Sam Boyer

Tag1 Quo: Versions, Versions Everywhere, Part 1

When Tag1 decided to build Tag1 Quo, we knew there was one question we’d have to answer over, and over, and over again: is there a security update available for this extension? Answering that question - at scale, for many websites, across many extensions, through all the possible versions they might have - is the heart of what Quo does.

The problem seems simple enough, but doing it at such scale, for “all” versions, and getting it right, has some deceptive difficulties. Given a site with an extension at a particular version, we need to know where it sits on the continuum of all versions that exist for that extension (we often refer to that as the “version universe,”), and whether any of the newer versions contain security fixes.

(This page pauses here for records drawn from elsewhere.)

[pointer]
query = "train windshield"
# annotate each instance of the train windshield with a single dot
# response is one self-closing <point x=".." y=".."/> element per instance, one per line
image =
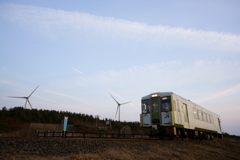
<point x="166" y="104"/>
<point x="145" y="106"/>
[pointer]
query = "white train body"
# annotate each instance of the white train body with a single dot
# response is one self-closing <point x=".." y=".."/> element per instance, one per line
<point x="165" y="114"/>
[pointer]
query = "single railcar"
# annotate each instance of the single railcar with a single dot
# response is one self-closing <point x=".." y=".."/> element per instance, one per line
<point x="165" y="114"/>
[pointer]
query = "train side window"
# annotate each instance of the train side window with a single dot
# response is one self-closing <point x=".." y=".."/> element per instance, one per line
<point x="204" y="116"/>
<point x="195" y="113"/>
<point x="178" y="108"/>
<point x="208" y="118"/>
<point x="211" y="118"/>
<point x="199" y="115"/>
<point x="174" y="103"/>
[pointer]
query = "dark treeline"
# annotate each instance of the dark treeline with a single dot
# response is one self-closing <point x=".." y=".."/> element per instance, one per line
<point x="20" y="116"/>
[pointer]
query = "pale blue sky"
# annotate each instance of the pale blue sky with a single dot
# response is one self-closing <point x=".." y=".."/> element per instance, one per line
<point x="80" y="51"/>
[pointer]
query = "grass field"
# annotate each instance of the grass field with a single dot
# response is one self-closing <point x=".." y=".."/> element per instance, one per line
<point x="226" y="148"/>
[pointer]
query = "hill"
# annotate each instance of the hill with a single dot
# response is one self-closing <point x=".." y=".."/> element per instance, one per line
<point x="17" y="119"/>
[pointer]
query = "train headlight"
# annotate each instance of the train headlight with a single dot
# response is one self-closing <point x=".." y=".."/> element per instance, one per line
<point x="154" y="95"/>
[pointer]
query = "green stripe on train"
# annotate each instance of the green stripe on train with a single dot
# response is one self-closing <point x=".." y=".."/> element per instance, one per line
<point x="178" y="125"/>
<point x="205" y="130"/>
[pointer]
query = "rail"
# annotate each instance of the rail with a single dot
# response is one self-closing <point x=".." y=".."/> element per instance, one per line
<point x="66" y="134"/>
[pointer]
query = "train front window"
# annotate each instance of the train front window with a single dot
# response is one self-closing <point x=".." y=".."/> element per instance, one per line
<point x="166" y="104"/>
<point x="145" y="106"/>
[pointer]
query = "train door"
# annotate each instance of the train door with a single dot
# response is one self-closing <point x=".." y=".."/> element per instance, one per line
<point x="166" y="109"/>
<point x="185" y="115"/>
<point x="146" y="113"/>
<point x="219" y="124"/>
<point x="179" y="117"/>
<point x="155" y="103"/>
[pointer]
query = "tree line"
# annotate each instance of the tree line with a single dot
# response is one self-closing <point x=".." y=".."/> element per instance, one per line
<point x="22" y="116"/>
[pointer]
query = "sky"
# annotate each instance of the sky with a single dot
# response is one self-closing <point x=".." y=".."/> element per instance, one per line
<point x="79" y="52"/>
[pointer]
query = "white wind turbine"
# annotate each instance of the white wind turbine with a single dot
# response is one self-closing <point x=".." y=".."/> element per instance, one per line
<point x="27" y="98"/>
<point x="118" y="107"/>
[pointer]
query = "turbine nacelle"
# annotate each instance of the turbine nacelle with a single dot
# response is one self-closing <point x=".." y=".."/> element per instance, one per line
<point x="118" y="107"/>
<point x="27" y="98"/>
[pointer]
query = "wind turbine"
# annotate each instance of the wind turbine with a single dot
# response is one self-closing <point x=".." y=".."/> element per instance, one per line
<point x="118" y="107"/>
<point x="27" y="98"/>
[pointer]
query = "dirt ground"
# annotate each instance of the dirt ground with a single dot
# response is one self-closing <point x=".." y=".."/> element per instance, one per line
<point x="226" y="148"/>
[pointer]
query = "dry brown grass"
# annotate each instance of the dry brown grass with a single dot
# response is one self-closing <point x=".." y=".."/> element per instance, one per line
<point x="225" y="148"/>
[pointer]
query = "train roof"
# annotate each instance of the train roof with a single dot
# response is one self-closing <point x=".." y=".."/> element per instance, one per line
<point x="163" y="94"/>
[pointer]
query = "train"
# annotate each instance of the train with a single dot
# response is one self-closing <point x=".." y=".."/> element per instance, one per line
<point x="168" y="115"/>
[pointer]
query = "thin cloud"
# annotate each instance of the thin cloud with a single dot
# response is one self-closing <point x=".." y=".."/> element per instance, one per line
<point x="65" y="95"/>
<point x="77" y="70"/>
<point x="227" y="92"/>
<point x="123" y="99"/>
<point x="52" y="21"/>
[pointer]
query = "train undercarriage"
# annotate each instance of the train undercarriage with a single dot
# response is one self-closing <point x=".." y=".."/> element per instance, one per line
<point x="179" y="133"/>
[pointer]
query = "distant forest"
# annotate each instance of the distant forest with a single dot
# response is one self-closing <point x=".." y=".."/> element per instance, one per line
<point x="13" y="118"/>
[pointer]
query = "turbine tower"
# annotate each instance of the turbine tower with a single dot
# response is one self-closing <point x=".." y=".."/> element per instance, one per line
<point x="27" y="98"/>
<point x="118" y="107"/>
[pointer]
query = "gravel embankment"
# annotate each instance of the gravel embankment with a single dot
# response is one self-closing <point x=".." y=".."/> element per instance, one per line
<point x="64" y="147"/>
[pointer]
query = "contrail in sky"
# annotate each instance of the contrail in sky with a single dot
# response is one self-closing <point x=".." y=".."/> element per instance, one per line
<point x="65" y="95"/>
<point x="122" y="98"/>
<point x="77" y="70"/>
<point x="228" y="92"/>
<point x="108" y="90"/>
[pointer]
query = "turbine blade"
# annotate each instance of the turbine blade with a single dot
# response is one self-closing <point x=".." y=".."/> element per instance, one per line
<point x="16" y="97"/>
<point x="116" y="112"/>
<point x="124" y="103"/>
<point x="29" y="104"/>
<point x="114" y="99"/>
<point x="33" y="91"/>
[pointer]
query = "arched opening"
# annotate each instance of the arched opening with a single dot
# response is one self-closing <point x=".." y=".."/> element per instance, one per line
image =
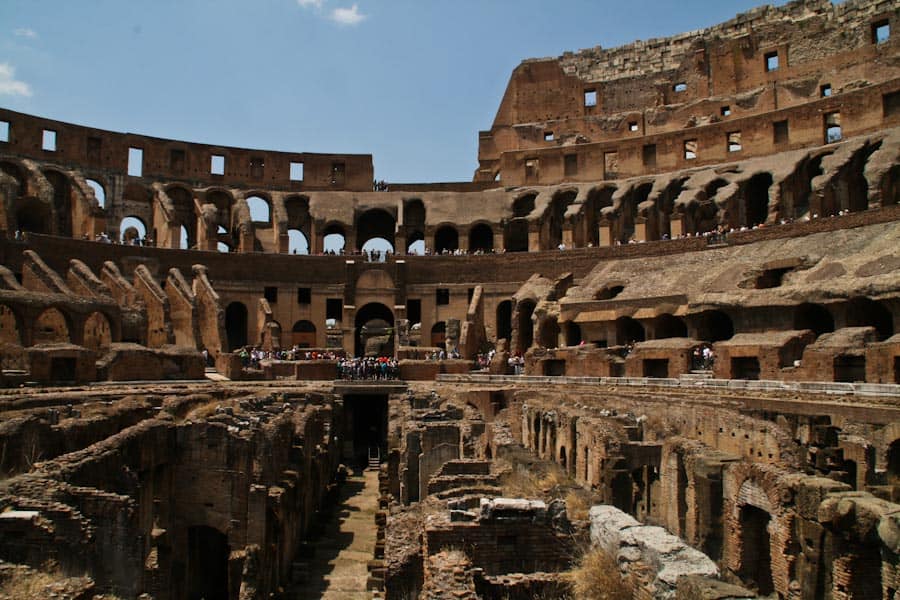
<point x="515" y="235"/>
<point x="378" y="249"/>
<point x="863" y="312"/>
<point x="629" y="331"/>
<point x="714" y="326"/>
<point x="132" y="231"/>
<point x="99" y="191"/>
<point x="525" y="327"/>
<point x="813" y="316"/>
<point x="334" y="239"/>
<point x="97" y="332"/>
<point x="504" y="320"/>
<point x="439" y="334"/>
<point x="374" y="330"/>
<point x="33" y="215"/>
<point x="303" y="334"/>
<point x="207" y="568"/>
<point x="756" y="550"/>
<point x="667" y="326"/>
<point x="481" y="238"/>
<point x="51" y="327"/>
<point x="524" y="205"/>
<point x="260" y="211"/>
<point x="297" y="242"/>
<point x="376" y="224"/>
<point x="9" y="326"/>
<point x="446" y="239"/>
<point x="62" y="202"/>
<point x="236" y="325"/>
<point x="548" y="333"/>
<point x="556" y="218"/>
<point x="756" y="199"/>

There are a few different approaches we could’ve taken to this problem. The one we ultimately settled on was a bit more abstracted than what might initially seem necessary. It was also not a “typical” Drupal solution. In this blog series, I’ll cover both the theoretical foundation of the problem, and the approach we took to implementation.

What’s a version?

Let's start at the beginning.

Quo works by having existing Drupal 6 (for now!) sites install an agent module, which periodically sends a JSON message back to the Quo servers indicating what extensions are present on that site, and at what versions. Those “versions” are derived from .info files, using functions fashioned after the ones used in Drupal core. Once that JSON arrives at Quo’s servers, we have to decide how to interpret the version information for each extension.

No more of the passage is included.